Katja Ebstein: Witkiewicz

20.03.2005

»Wow«, denkt man sich bei einem Blick auf das Cover des neuen Albums »Witkiewicz« von Katja Ebstein – »die soll schon 60 Jahre alt sein?« Dass Frau Ebstein aber nicht nur gut aussehen, sondern vor allem auch gut singen kann, stellt sie hier nebenbei gleich mit unter Beweis.

Katja Ebstein: Witkiewicz
Foto: EMI
Die Karriere von Katja Ebstein begann im Jahre 1970 mit dem Grand-Prix-Song »Wunder gibt es immer wieder«, der ebenso den dritten Platz belegen konnte wie ein Jahr später der Titel »Diese Welt«. Nachdem sie 1980 mit »Theater, Theater« und Platz 2 in Den Haag den dritten Grand-Prix-Erfolg in ihrer Karriere verzeichnen konnte, zeigte sie in den folgenden Jahren – nomen est omen – ihr vielseitiges Talent vor allem auf den Theaterbühnen Deutschlands.

Auch soziales und politisches Engagement kam nicht zu kurz. So unterstützte sie seinerzeit Willy Brandt bei seinem Wahlkampf, protestierte später öffentlich gegen AKWs und Golfkrieg und machte sich auch im Kampf gegen AIDS stark. Ob UNO-Flüchtlingshilfe, UNICEF oder Welthungerhilfe, Katja Ebstein engagiert sich, wo sie kann. Ein besonderes Anliegen sind ihr Kinder, so dass sie Ende der Neunziger die »Aktion Umwelt für Kinder – Hilfswerk für umweltgefährdete junge Menschen« mitbegründete. Erst im vergangenen Jahr rief sie, quasi als Dach dieses Engagements, die »Katja- Ebstein-Stiftung« ins Leben, die weltweit Not leidende Kinder zu unterstützen hilft.

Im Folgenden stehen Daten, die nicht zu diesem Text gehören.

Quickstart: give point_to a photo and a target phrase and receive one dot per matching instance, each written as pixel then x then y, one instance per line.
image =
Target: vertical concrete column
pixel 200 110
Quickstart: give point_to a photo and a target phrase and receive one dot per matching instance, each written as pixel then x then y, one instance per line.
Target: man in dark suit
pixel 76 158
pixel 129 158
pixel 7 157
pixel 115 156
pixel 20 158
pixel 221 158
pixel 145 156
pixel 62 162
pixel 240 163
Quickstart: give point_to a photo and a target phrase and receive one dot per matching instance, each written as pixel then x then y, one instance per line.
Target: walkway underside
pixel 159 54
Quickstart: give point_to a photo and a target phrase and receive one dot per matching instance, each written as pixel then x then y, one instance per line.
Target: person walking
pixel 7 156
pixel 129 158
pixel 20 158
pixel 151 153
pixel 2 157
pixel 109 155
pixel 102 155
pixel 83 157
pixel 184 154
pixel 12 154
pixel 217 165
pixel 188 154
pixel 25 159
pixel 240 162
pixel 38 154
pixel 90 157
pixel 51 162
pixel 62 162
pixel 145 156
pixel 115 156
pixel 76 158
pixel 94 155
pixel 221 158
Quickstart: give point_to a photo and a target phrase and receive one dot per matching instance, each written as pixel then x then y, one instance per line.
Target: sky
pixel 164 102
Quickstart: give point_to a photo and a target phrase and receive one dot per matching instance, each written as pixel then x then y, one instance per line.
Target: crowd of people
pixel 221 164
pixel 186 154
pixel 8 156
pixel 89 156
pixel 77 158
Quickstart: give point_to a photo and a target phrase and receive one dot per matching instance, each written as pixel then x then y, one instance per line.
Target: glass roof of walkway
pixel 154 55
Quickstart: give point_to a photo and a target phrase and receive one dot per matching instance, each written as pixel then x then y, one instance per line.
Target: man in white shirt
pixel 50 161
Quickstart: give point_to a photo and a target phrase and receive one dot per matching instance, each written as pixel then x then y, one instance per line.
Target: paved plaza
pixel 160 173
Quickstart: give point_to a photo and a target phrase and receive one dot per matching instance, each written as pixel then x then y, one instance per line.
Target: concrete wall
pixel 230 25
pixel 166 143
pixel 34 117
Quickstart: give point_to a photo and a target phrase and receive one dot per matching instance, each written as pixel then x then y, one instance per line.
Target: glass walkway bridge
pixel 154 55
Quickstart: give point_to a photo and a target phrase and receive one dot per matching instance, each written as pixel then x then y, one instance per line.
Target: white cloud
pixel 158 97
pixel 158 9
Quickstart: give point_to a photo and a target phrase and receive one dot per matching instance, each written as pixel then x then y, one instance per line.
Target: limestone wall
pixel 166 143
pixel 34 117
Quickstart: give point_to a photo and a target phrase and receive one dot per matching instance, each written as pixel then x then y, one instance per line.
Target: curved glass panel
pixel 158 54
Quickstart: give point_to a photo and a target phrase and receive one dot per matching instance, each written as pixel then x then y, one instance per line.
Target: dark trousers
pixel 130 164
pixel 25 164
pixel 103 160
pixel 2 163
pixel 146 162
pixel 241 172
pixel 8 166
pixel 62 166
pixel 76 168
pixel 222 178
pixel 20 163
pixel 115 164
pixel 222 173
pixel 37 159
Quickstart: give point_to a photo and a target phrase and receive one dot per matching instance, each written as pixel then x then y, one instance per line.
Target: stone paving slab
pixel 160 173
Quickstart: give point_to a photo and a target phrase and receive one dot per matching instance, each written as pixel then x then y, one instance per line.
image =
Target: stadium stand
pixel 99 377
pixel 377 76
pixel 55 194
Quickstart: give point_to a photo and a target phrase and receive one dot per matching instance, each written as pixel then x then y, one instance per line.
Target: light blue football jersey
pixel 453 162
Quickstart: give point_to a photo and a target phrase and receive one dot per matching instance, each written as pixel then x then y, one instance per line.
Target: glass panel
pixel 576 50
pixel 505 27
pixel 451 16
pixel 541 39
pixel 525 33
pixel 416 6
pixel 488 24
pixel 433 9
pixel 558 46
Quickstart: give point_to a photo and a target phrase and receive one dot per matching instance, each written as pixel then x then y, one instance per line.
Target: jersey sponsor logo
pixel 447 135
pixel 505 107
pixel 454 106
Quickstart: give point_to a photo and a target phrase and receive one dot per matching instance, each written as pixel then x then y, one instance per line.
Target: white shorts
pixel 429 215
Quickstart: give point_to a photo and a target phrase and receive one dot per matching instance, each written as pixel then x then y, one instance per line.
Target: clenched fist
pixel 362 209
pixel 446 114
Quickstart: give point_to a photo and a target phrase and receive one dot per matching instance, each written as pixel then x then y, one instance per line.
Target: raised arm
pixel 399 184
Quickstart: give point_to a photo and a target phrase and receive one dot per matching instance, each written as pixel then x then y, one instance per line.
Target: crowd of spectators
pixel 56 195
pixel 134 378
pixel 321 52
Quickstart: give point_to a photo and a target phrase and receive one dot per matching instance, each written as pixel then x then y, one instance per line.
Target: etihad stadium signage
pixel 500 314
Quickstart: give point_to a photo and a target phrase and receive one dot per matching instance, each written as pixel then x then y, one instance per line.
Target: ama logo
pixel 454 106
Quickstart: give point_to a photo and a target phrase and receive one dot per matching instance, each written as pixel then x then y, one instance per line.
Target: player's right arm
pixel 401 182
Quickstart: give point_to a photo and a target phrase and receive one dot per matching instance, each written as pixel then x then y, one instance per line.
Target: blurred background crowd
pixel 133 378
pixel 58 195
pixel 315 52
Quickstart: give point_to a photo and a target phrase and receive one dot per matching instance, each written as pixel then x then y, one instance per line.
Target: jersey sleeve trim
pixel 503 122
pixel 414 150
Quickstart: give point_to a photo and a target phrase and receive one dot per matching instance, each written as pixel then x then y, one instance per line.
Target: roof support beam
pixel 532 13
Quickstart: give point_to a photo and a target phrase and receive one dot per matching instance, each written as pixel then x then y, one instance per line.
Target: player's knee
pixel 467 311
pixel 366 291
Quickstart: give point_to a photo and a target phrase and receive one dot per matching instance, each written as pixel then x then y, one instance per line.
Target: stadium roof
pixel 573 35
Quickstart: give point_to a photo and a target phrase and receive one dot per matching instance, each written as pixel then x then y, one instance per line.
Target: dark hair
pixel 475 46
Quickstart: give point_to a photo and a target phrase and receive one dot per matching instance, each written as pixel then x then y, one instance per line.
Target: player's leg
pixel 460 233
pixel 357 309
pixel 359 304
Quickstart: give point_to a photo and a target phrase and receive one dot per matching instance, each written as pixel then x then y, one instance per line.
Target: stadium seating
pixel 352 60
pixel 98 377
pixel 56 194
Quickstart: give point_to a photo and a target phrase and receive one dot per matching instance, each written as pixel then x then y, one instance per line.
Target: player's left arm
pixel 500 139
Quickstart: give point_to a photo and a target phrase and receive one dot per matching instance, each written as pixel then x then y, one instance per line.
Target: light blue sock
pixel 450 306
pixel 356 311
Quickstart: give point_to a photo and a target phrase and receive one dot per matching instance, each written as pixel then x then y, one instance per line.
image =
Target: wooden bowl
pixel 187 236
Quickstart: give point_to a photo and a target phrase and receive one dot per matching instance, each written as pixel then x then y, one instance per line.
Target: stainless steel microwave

Doch damit nicht genug. Sie sang erfolgreich Musicals, interpretierte Gedichte von Heinrich Heine und Bertold Brecht, stand vor der Fernsehkamera, brachte uns internationale Songpoeten wie Bob Dylan, Leonard Cohen und Stevie Wonder auf Deutsch nahe oder sang in sieben weiteren Sprachen und war auch damit erfolgreich. Ihr geliebtes Berlin, in dem sie nach der Flucht aufwuchs, besang sie liebevoll mit Couplets von Otto Reuter, Erich Kästner und Kurt Tucholsky. Eine faszinierende, ungeheuer vielseitige Künstlerin, diese Ebstein.

Seit Anfang März steht nun ihr neuestes Album in den Läden, betitelt nach ihrem Mädchennamen »Witkiewicz«. Präsentiert wird stilistisch vielfältiger, deutschsprachiger Chanson. Dabei liest sich endrucksvoll die Liste derer, mit denen sie am Album gearbeitet hat. Mit Manfred Maurenbrecher schrieb sie den Song »In diesem Land« – ein Song über das Lebensgefühl in Deutschland im Jahre 2005. Ein weiteres gesellschaftspolitisches Stück, gesungen mit dem Beatbetrieb-Sänger Michael Janz, ist »Was geht’s uns an«. Auch Xavier Naidoo schrieb exklusiv für Katja Ebstein die spirituelle Soulfanfare »In meinen Armen«. Als Bonustitel gibt es dann noch ihren Evergreen »Wunder gibt es immer wieder«, der schon u.a. vom »Meister« höchstpersönlich – Guildo Horn – gecovert wurde.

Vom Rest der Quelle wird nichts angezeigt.